Apr 302024
 

(We present Wil Cifer‘s review of the new album by Austin-based Glassing, which was released last week by Pelagic Records.)

Twin Dream was a perfect album. Glassing are perfecting the art of perfection with From the Other Side of the Mirror. The heaviness here is more biting. The melodies are more textured and haunting. These are conclusions I came to only four songs in.

Granted, a piece like “Sallow” is more of an ambient interlude, but “Defacer” has serious sonic teeth, and can have you head-banging before your second cup of coffee. With Twin Dream what they were doing was more easily defined. It had hardcore kids making atmospheric sludge. This time around more colors of sound are being explored.

They tap into the place where shoe-gazing black metal meets the more eerie moments of sludge. “Nominal Will” would not sound out of place on a Deafheaven album. The vocals shriek and the drumming creates a moving barrage while avoiding blast beats.

If you have read any of my previous reviews here, you might be aware that I feel when musicians can invoke darkness with their instruments that is the pinnacle of heaviness. For it becomes not just being able to dial in a sound, but striking deep emotional chords that conjure images of mental illness and capture the feeling of crushing depression made flesh. This is what they accomplish in the song “Ritualist”

Then the album begins to descend into harsh outbursts, from the frantic thrashing frenzy of “As My Heart Rots” to another return to black metal on “Circle Down”, though they do not linger on the blast beats for long as they eventually build things up to a tempestuous tension as the song climaxes.

The first half of the album found a lush atmosphere counterbalancing the more unsettled explosions. The latter half is more volatile and confrontational. They drone out the ambience going into “Kestrel Goes”. It’s part of the journey, not unlike the way expansive sounds sprawl out on an album like The Downward Spiral. These indulgences are paid off with songwriting on songs like “Wake”, which closes the album in a manner that gives open-minded fans of heavy music almost everything they could want in a song.

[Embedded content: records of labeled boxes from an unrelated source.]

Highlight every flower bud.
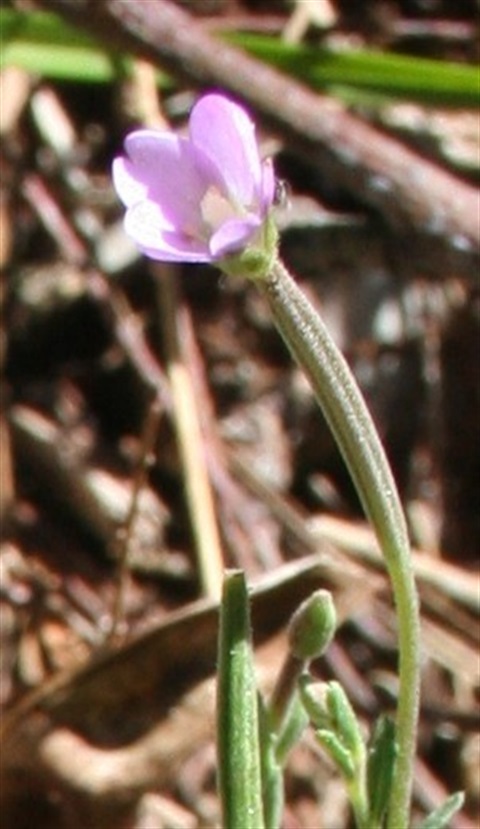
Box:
[288,590,337,661]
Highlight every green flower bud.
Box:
[288,590,337,661]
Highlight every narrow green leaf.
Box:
[226,32,480,107]
[420,792,465,829]
[367,717,397,827]
[0,9,480,107]
[217,570,264,829]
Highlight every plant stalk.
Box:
[255,260,420,829]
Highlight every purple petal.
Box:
[209,214,261,259]
[261,158,275,214]
[190,95,261,207]
[124,201,212,262]
[120,130,209,233]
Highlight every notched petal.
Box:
[210,214,261,259]
[190,95,261,207]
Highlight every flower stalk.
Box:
[255,260,420,829]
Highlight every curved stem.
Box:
[255,261,420,829]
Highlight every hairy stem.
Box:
[255,261,420,829]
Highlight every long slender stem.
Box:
[255,261,420,829]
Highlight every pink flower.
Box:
[113,94,275,262]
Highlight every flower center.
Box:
[200,185,244,236]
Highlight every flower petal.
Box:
[117,130,209,233]
[209,214,262,259]
[190,95,261,207]
[124,201,212,262]
[261,158,275,213]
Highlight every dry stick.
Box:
[125,61,223,599]
[107,396,163,645]
[43,0,480,256]
[155,266,223,599]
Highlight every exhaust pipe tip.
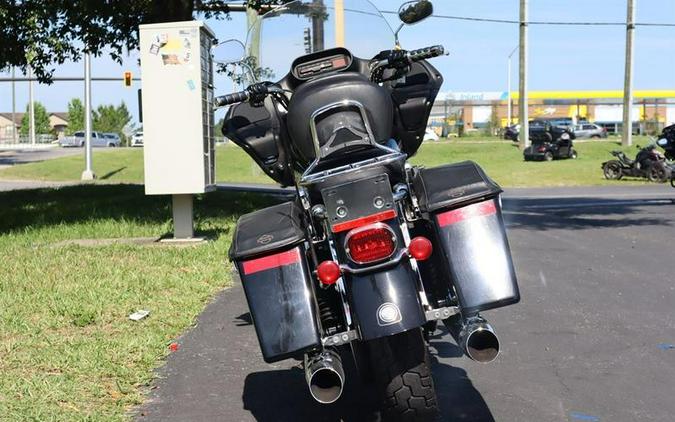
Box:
[309,368,344,404]
[305,350,345,404]
[465,326,499,363]
[443,315,500,363]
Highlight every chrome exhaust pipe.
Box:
[305,349,345,404]
[443,315,499,363]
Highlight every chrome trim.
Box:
[336,249,410,275]
[342,222,398,265]
[299,151,408,186]
[321,330,360,347]
[424,306,459,321]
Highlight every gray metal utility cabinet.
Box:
[139,21,215,239]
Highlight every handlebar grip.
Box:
[408,45,445,62]
[215,91,248,107]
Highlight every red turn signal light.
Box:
[316,261,340,286]
[408,236,434,261]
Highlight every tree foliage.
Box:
[0,0,290,83]
[21,101,52,135]
[66,98,84,135]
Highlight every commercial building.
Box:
[430,90,675,133]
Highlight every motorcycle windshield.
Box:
[247,0,394,81]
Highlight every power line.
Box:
[381,10,675,27]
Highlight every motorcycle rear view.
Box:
[215,0,520,420]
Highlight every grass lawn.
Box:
[0,186,276,421]
[0,137,648,187]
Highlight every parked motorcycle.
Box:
[602,144,671,183]
[215,0,520,420]
[656,125,675,188]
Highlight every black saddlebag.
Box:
[230,202,321,362]
[413,161,520,314]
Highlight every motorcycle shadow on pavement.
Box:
[240,328,494,422]
[242,361,379,422]
[429,329,495,422]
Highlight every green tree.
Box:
[92,102,131,143]
[21,101,52,135]
[66,98,84,135]
[0,0,296,83]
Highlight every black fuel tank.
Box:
[287,72,394,166]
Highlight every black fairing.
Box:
[286,72,393,166]
[223,98,294,186]
[385,61,443,157]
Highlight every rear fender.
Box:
[345,260,426,340]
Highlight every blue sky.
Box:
[0,0,675,125]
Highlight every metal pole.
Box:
[82,52,96,180]
[312,0,325,52]
[621,0,635,147]
[335,0,345,47]
[506,46,518,126]
[28,66,35,145]
[12,66,18,144]
[506,56,511,126]
[518,0,530,149]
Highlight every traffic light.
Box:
[304,28,312,54]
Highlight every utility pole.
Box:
[518,0,530,149]
[506,46,518,126]
[335,0,345,47]
[311,0,325,52]
[621,0,635,147]
[28,65,35,145]
[82,52,96,180]
[12,66,18,144]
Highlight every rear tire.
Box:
[368,328,438,421]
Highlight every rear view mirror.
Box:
[398,0,434,25]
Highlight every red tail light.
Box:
[408,236,434,261]
[346,223,396,264]
[316,261,340,286]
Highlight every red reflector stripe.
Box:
[333,210,396,233]
[436,201,497,227]
[242,248,300,275]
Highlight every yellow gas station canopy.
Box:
[511,89,675,100]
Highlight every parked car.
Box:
[59,131,121,147]
[523,122,577,161]
[131,132,143,147]
[101,133,122,148]
[424,128,440,141]
[504,125,520,141]
[572,122,607,139]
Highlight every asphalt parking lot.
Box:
[0,147,84,169]
[137,187,675,422]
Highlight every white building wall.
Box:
[666,105,675,125]
[593,105,640,122]
[471,106,492,123]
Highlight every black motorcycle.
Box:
[523,120,578,161]
[656,125,675,188]
[602,144,671,183]
[215,0,519,420]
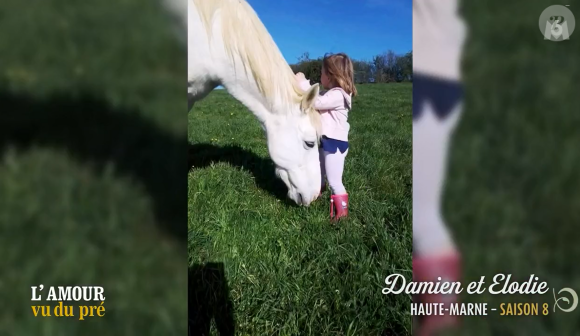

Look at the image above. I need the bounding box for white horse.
[187,0,321,206]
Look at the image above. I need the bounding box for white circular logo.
[540,5,576,42]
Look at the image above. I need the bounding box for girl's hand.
[295,72,306,83]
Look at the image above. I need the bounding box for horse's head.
[264,84,321,206]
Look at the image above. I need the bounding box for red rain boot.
[413,253,460,336]
[330,194,348,221]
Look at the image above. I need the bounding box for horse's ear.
[301,84,320,112]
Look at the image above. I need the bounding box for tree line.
[290,50,413,84]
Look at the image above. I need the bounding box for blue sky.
[248,0,413,64]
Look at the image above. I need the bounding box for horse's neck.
[223,70,272,124]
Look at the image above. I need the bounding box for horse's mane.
[192,0,304,112]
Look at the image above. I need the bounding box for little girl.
[296,53,357,220]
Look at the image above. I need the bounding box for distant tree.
[290,50,413,84]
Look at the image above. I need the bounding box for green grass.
[0,0,187,336]
[188,84,412,335]
[445,0,580,335]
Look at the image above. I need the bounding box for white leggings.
[319,148,348,195]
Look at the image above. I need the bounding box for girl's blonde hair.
[322,53,357,97]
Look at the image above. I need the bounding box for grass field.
[188,84,412,335]
[445,0,580,335]
[0,0,187,336]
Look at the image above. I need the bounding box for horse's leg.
[413,73,462,335]
[187,95,195,112]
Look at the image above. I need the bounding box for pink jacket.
[300,80,352,141]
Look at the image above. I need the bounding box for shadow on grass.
[188,263,235,336]
[187,143,296,206]
[0,89,187,243]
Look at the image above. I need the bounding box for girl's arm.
[299,79,344,111]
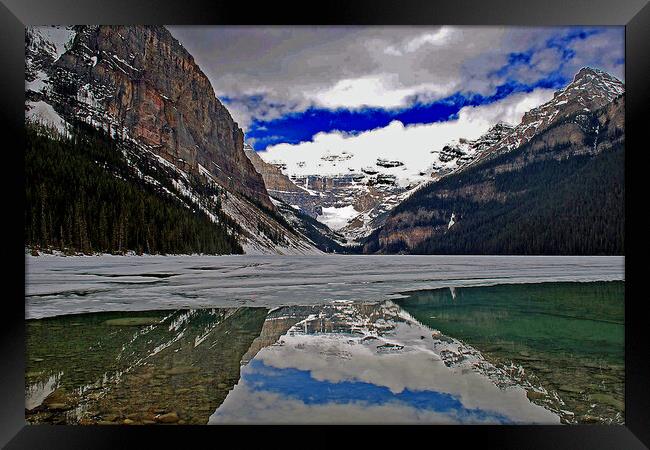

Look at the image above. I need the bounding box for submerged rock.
[156,412,179,423]
[104,317,160,327]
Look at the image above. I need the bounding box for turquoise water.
[397,282,625,423]
[25,282,624,424]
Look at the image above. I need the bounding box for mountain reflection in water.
[26,283,622,424]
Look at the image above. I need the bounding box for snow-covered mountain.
[364,68,625,255]
[251,67,624,242]
[252,122,513,242]
[25,26,320,254]
[470,67,625,166]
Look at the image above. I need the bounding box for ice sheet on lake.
[25,255,624,318]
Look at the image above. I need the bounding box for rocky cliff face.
[365,69,625,254]
[477,67,625,165]
[28,26,273,209]
[25,26,320,254]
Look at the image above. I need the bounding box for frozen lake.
[25,255,625,319]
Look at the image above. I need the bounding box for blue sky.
[171,27,624,151]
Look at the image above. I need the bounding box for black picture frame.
[0,0,650,449]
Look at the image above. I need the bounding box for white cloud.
[260,89,553,184]
[305,74,454,109]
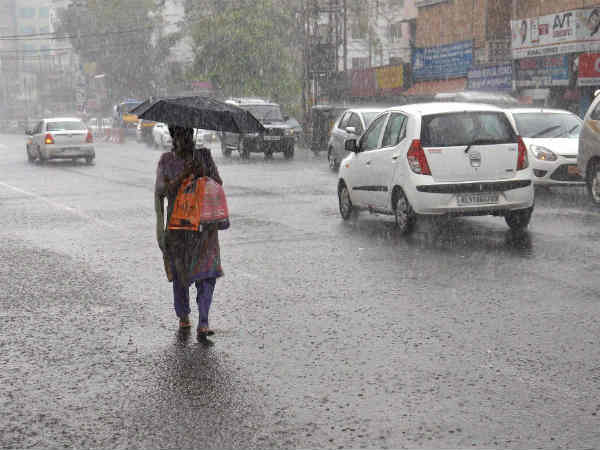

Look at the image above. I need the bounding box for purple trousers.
[173,275,217,327]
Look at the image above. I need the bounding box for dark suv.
[221,98,295,159]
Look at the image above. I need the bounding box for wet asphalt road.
[0,135,600,448]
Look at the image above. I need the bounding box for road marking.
[0,181,117,229]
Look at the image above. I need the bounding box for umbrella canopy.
[137,96,265,133]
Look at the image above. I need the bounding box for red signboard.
[577,53,600,86]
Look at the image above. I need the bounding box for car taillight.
[517,136,529,170]
[406,139,431,175]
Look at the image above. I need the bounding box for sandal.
[179,316,192,330]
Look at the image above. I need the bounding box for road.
[0,135,600,448]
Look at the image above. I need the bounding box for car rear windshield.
[513,112,581,138]
[421,111,517,147]
[242,105,283,122]
[363,111,381,127]
[46,121,85,131]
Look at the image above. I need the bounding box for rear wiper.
[465,139,502,153]
[531,125,560,138]
[556,124,581,137]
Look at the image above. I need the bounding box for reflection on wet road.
[0,136,600,448]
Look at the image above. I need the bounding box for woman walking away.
[154,125,223,345]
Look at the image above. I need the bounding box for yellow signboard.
[375,66,404,89]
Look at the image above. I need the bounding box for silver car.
[327,108,384,170]
[27,117,96,164]
[577,90,600,205]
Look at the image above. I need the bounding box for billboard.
[515,55,569,88]
[510,8,600,59]
[412,40,473,80]
[467,63,513,91]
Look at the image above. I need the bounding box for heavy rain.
[0,0,600,449]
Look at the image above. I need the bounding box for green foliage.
[58,0,174,100]
[188,0,302,110]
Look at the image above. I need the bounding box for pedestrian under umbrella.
[154,125,223,345]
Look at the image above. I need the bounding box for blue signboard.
[412,41,473,80]
[467,63,512,91]
[515,55,569,88]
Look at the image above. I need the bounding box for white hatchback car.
[506,108,583,186]
[27,117,96,164]
[338,102,534,233]
[327,108,385,170]
[152,122,172,149]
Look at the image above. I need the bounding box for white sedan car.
[27,117,96,164]
[338,102,534,233]
[507,108,583,186]
[152,122,172,149]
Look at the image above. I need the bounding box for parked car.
[152,122,172,149]
[221,98,295,159]
[88,117,100,137]
[327,108,385,170]
[27,117,96,164]
[338,103,534,233]
[135,119,156,145]
[194,128,219,148]
[577,90,600,205]
[506,108,583,186]
[286,117,304,143]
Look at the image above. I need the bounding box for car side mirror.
[344,139,358,153]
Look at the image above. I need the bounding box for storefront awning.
[404,77,467,96]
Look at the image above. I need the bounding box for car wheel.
[38,147,48,164]
[504,207,533,230]
[338,181,357,220]
[327,148,338,170]
[586,161,600,205]
[394,188,417,234]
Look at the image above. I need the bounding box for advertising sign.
[577,53,600,86]
[515,55,569,88]
[510,11,577,59]
[575,8,600,52]
[351,65,404,97]
[412,41,473,80]
[375,66,404,91]
[510,7,600,59]
[467,63,512,91]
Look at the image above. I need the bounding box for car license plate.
[456,192,498,206]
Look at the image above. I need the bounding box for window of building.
[19,8,35,19]
[19,25,35,34]
[350,11,369,39]
[352,57,369,69]
[388,22,402,42]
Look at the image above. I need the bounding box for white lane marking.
[0,181,117,229]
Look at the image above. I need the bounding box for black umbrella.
[131,96,265,133]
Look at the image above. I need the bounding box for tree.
[187,0,302,109]
[57,0,174,108]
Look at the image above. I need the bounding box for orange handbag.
[168,175,229,231]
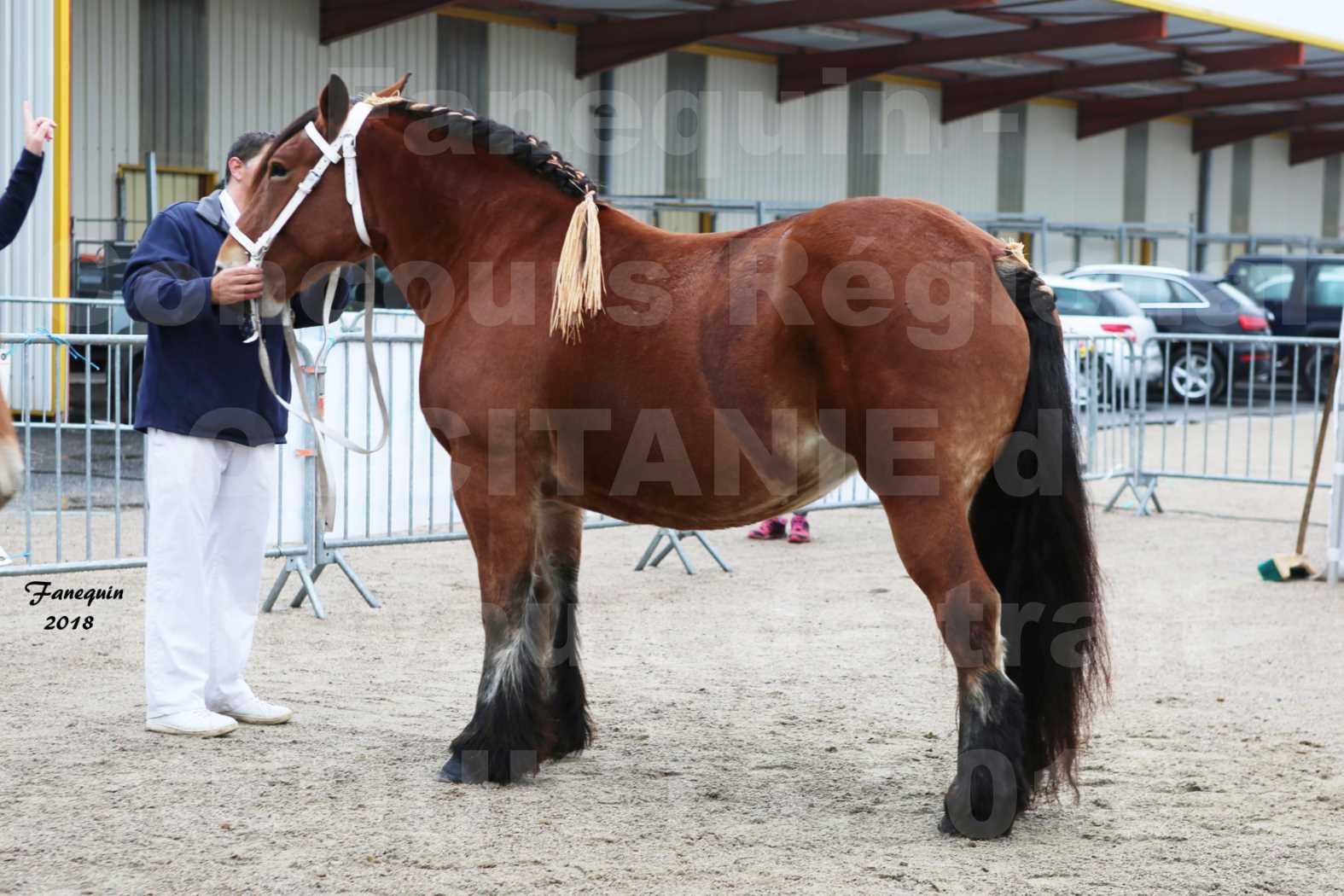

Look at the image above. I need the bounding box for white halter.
[229,102,374,267]
[229,102,390,532]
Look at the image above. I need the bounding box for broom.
[1257,351,1340,582]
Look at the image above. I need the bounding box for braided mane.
[364,96,596,199]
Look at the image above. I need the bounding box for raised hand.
[23,99,56,156]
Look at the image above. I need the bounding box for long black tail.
[970,246,1108,791]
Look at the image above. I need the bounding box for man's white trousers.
[145,430,276,719]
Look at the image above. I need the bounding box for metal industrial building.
[0,0,1344,305]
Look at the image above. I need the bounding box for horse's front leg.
[439,487,555,783]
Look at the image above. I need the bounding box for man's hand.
[210,266,262,305]
[23,99,56,156]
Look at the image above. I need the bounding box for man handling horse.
[122,131,346,737]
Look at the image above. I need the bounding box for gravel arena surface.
[0,481,1344,896]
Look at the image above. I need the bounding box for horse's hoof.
[438,749,463,784]
[938,786,1016,840]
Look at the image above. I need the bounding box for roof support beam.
[574,0,998,78]
[942,43,1304,124]
[1078,75,1344,140]
[780,12,1167,99]
[317,0,456,44]
[1288,131,1344,166]
[1190,106,1344,152]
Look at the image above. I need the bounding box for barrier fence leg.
[691,531,732,573]
[261,557,294,613]
[634,528,732,575]
[289,563,327,610]
[330,550,383,610]
[289,563,327,620]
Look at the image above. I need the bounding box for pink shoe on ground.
[748,515,783,541]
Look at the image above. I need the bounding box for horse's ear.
[374,71,411,96]
[317,75,350,140]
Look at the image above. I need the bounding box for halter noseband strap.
[229,102,374,267]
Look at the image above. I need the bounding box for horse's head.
[215,75,410,317]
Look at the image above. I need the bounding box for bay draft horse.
[219,77,1108,837]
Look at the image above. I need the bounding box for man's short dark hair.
[219,131,276,189]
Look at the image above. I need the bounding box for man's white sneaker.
[219,697,294,725]
[145,709,238,737]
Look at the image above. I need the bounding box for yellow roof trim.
[1115,0,1344,52]
[868,75,942,91]
[437,7,579,33]
[676,43,780,66]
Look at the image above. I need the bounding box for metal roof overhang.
[320,0,1344,164]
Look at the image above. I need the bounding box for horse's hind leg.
[535,501,593,759]
[439,492,554,783]
[883,496,1031,838]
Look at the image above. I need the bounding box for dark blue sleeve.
[121,212,211,327]
[289,269,350,333]
[0,149,42,248]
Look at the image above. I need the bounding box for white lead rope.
[257,258,391,532]
[229,102,391,532]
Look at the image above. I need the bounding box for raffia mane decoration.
[551,191,606,342]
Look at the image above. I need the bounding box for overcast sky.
[1181,0,1344,40]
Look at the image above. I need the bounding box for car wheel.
[1167,346,1227,402]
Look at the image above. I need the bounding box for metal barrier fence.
[0,318,1337,607]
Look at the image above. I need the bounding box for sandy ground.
[0,481,1344,894]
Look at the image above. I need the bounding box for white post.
[1321,320,1344,585]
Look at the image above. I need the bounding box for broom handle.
[1295,348,1340,555]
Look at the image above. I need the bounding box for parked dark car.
[1227,255,1344,390]
[1064,265,1273,402]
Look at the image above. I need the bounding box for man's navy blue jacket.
[0,149,42,248]
[122,192,348,446]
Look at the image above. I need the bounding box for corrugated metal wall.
[1024,103,1125,273]
[1250,136,1325,234]
[435,16,491,115]
[0,0,56,300]
[701,56,849,230]
[881,84,998,212]
[1143,121,1198,267]
[67,0,140,239]
[608,56,666,196]
[140,0,210,167]
[206,0,438,185]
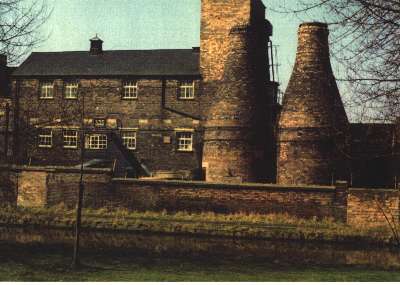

Sure, there is more black-gazing going on here than in the last album, but the songwriting is even more refined, making this an album that despite the emotional weight it hits you with is an easy entertaining listen with a great deal of depth. Glassing show you can make “extreme” heavy music, and still bring melody and songwriting hooks to the table. This album raises the bar for other heavy releases this year.